We also read how “Woodward wondered whether there was ever justification for a reporter to entice someone across the line of legality while standing on the right side himself” (p.210). The thought came to mind when he and Bernstein were attempting to get members of the Grand Jury to break their legally given oaths, and risk jail time, just to give them additional clues.
Another deception that permeated the media push to dethrone Nixon and his administration was the solidified portrayal of Republicans versus Democrats. The media, including the Washington Post and its reporters, downplayed, buried, or ignored the facts that Nixon’s misfits carried out similar attacks against other Republicans. And we see the identical agenda in All the President’s Men. There are two minor mentions of Nixon’s people going after his Republican opponents; such as the following: “The President’s forces had been out to wreck the campaigns both of the Democrats and of Nixon’s challengers within his own party – Representative Paul McCloskey of California and Representative John Ashbrook of Ohio” (p.133). But there was a conspicuous absence regarding any follow-up investigation pertaining to Republican targets, even though additional clues suggested Nixon’s people had used similar tactics in his earlier campaigns. And the Washington Post maintained a strict Republican versus Democrat perspective throughout the entire affair (as did most media forums).
Logically speaking, the only advantage to bury attacks on Republicans by Nixon’s crews is to enhance the liberal agenda – by deceiving the public into believing the only victims were Democrats. And it worked. That’s how I remembered it coming across back then. Not until I dissected their text – like they dissected the White House denials – did I realize the lack of follow-up in the investigation down the Republican path and earlier campaigns was intentional.
Spalding Gray used deception in a far different way than Nixon’s administration, the Washington Post, and Woodward and Bernstein. He allowed the facts surrounding the Cambodian situation to digest before composing his magnum opus, “Swimming to Cambodia.” He was not a journalist regurgitating facts; he gave birth to a truth based on emotion: similar to Tim O’Brien in The Things They Carried. Gray did not report, he enlightened. He manipulated words to inflame the sensorial experience, provoke thought, and tug at the heart. He epitomized the contemporary version of the ancient storyteller: the oral tradition of passing on historical truths.

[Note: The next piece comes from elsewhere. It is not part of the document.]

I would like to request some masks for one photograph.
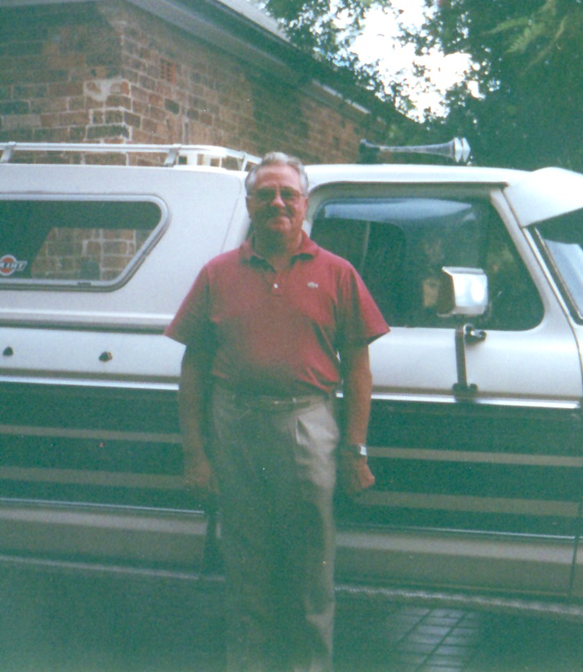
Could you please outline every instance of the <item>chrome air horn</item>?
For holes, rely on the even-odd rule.
[[[454,138],[442,145],[409,145],[403,147],[390,147],[388,145],[373,145],[367,140],[361,140],[359,145],[361,163],[376,163],[379,154],[433,154],[450,159],[456,163],[467,163],[470,148],[465,138]],[[381,161],[382,163],[382,161]]]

Nixon and his lackluster loyalists, the Washington Post, and Woodward and Bernstein all utilized deception to further their personal agendas, and to hell with anyone that got in the way. Yes, the paper and reporters came out smelling like a rose in the public’s perspective at the time. But the loss of integrity on the part of the Post and reporters is clearly evident. They were considered heroes for bringing down Nixon’s administration (a positive outcome to be sure). But they were actually anti-heroes, similar to Wyatt Earp, Wild Bill Hickok, or any of Clint Eastwood’s characters in the days of the Spaghetti Westerns. On the other hand, Gray’s manipulation of the truth was not to deceive the public but to make the truth more palatable to digest.